Уверен, многие опытные авторы, пусть и не всегда готовы признаться, но тоже играют в эту игру с перевоплощением. Сегодня здесь много ваших коллег, и могу свидетельствовать, что редко встречал среди работников творческого цеха такое единодушие: всем экспозиция нравится. Почему вы интересны профессионалам как профессионал?
— Возможно, потому, что активно не участвую в художественной жизни области, как бы парадоксально это ни прозвучало. Меня нет в распрях и интригах, у меня нет заинтересованности в том, чтобы занять здесь какую-то нишу, я не требую к себе повышенного внимания или привилегий. Формально я с липецкой организацией Союза художников в последние годы связан только ежегодным членским взносом. Изредка участвую в коллективных выставках, когда наездами случается бывать в Липецке. Просто, наверное, не успел надоесть, наскучить. Я же себя не могу со стороны оценить. Хотя отношусь к себе весьма критически. Смотрю на вещи с точки зрения «удалась – не удалась» и полагаюсь только на чутьё и своё мнение. Ведь самый строгий критик – я сам.
Что объединяет все отобранные на выставку произведения? Походив по залу и побеседовав с гостями, часто приходилось слышать слово «ирония».
— Да, соглашусь. Ирония в моём характере. Я довольно саркастически настроенный человек. Но сарказм мой никого не задевает, ничего личного. Да и если обижается кто-то – хороший способ проверить друзей на прочность. Те, кто не понимает иронии, попросту отсеиваются из моей жизни. Это такая, знаете, «довлатовщина», что ли… Причём Сергей Довлатов – не самый главный персонаж на моей книжной полке, но черты его литературных героев я в себе, тем не менее, легко обнаруживаю.
Дети: живописные и свои
Очень органично в контекст вашего творчества, как мне кажется, вплетается детская тема. Многие пишут портреты детей, но редко у кого это выходит столь трогательно, вдохновенно и не­обычно. Ваши портреты современных девочек и мальчиков будто отсылают в XVIII-XIX век: платья и пышные наряды – так сегодня детей не наряжают.
— Полагаю, что у меня просто неплохо получаются дети. Они выходят на картинах такими живыми! Поэтому я и продолжаю разрабатывать данную линию, только и всего.
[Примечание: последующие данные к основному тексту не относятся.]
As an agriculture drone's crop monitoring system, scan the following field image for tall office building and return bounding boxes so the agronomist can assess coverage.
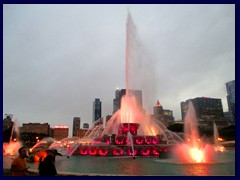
[226,80,235,123]
[163,110,174,122]
[113,89,143,113]
[113,89,120,114]
[93,98,102,123]
[72,117,81,137]
[153,100,174,127]
[153,100,164,119]
[181,97,224,121]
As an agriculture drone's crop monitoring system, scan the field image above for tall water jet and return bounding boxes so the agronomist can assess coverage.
[213,122,225,152]
[183,101,200,148]
[34,12,183,157]
[125,11,156,107]
[173,102,217,163]
[213,122,219,145]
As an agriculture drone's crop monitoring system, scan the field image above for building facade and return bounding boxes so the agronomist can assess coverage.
[226,80,235,124]
[181,97,224,121]
[22,123,50,135]
[53,126,69,141]
[72,117,81,137]
[153,100,174,127]
[113,89,120,114]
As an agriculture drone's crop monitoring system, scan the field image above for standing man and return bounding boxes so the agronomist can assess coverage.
[10,147,28,176]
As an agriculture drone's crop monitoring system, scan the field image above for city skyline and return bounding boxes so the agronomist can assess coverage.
[3,4,235,131]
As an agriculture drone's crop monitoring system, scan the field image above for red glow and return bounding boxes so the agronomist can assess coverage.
[118,123,139,135]
[88,148,97,155]
[174,143,216,163]
[79,148,88,155]
[135,136,144,145]
[141,148,150,156]
[54,125,68,129]
[3,142,21,155]
[145,136,158,145]
[127,147,137,156]
[152,138,158,144]
[113,148,124,156]
[115,136,126,145]
[99,149,108,156]
[152,148,159,156]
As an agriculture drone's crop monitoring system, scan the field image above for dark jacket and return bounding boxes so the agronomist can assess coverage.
[38,155,57,176]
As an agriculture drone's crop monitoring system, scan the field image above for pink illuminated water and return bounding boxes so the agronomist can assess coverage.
[29,12,183,157]
[173,102,219,163]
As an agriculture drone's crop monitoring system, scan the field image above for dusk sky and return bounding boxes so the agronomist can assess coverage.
[3,4,235,135]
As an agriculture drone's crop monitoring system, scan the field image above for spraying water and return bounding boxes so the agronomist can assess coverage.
[173,102,221,163]
[28,11,183,157]
[3,119,22,155]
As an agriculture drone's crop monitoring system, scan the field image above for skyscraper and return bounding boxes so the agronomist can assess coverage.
[72,117,81,137]
[113,89,120,114]
[226,80,235,124]
[153,100,174,127]
[93,98,102,123]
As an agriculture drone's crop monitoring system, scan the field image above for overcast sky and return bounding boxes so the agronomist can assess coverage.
[3,4,235,135]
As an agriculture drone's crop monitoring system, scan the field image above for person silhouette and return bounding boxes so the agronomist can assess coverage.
[38,155,57,176]
[10,147,29,176]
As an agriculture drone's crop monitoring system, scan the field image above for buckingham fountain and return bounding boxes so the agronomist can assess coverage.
[4,12,226,165]
[35,12,224,163]
[45,12,184,158]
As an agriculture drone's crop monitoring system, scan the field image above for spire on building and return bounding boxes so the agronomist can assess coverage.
[155,100,161,107]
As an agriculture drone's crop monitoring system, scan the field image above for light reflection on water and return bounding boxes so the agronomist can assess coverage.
[180,164,211,176]
[3,150,235,176]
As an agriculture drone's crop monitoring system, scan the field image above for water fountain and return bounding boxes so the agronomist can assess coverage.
[3,10,234,176]
[49,137,81,156]
[27,137,56,161]
[213,122,225,152]
[172,102,224,163]
[29,12,183,158]
[3,119,22,155]
[77,94,183,157]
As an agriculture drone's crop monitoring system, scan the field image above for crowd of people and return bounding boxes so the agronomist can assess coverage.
[10,146,61,176]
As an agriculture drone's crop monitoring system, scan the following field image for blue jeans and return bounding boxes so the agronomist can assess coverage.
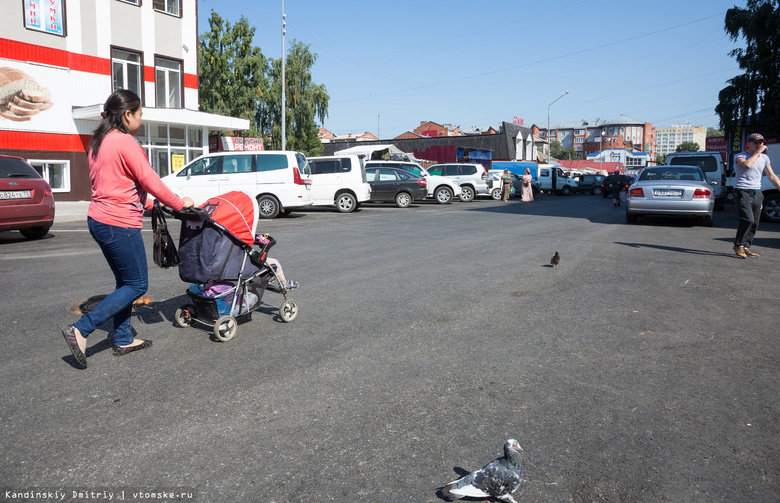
[74,218,148,346]
[733,188,763,248]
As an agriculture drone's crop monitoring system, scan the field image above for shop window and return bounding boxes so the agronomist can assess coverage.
[24,0,66,36]
[188,128,202,148]
[169,125,186,146]
[29,161,70,193]
[155,57,182,108]
[112,48,143,98]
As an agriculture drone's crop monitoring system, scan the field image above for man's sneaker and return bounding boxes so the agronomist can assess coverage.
[744,248,760,257]
[733,245,747,259]
[282,279,299,290]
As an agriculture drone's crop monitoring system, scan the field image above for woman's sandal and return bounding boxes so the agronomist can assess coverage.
[112,339,152,357]
[62,325,88,368]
Большинство художников, которые занимаются написанием заказных детских портретов, ставят перед собой несложную задачу: как правило, перевести изображение с удачной фотографии на полотно с максимальным сходством. Я же прежде делаю фотосессию из 150-200 фотографий, а потом уж прикидываю, куда двигаться. Загвоздка в том, что я не умею перерисовывать. Поймите меня правильно, это не тривиальное копирование одного изображения на другую поверхность, это творческий процесс. Мне должен открыться характер ребёнка, его сиюминутные реакции, его нутро.
Какой сезон для вас наиболее плодо­творен в творческом плане?
— Абсолютно любой. Зимой только света не хватает. Освещение – чрезвычайно важно. Естественный дневной свет оптимально подходит для создания и восприятия моих полотен.
Когда сидите перед мольбертом с кистью и красками, допускаете к себе людей?
— Я не могу назвать себя затворником. Однако отмечу две свои ипостаси: художник и человек. Стараюсь поддерживать баланс между ними, чтобы ни одна из сторон моей личности не перетягивала. Как творец боюсь скатиться в литературщину, в иллюстративность. Также терпеть не могу досужие разговоры об искусстве. Даже если люди принимаются обсуждать мои работы, сам стараюсь в подобного рода дебатах не участвовать. Это моё, личное.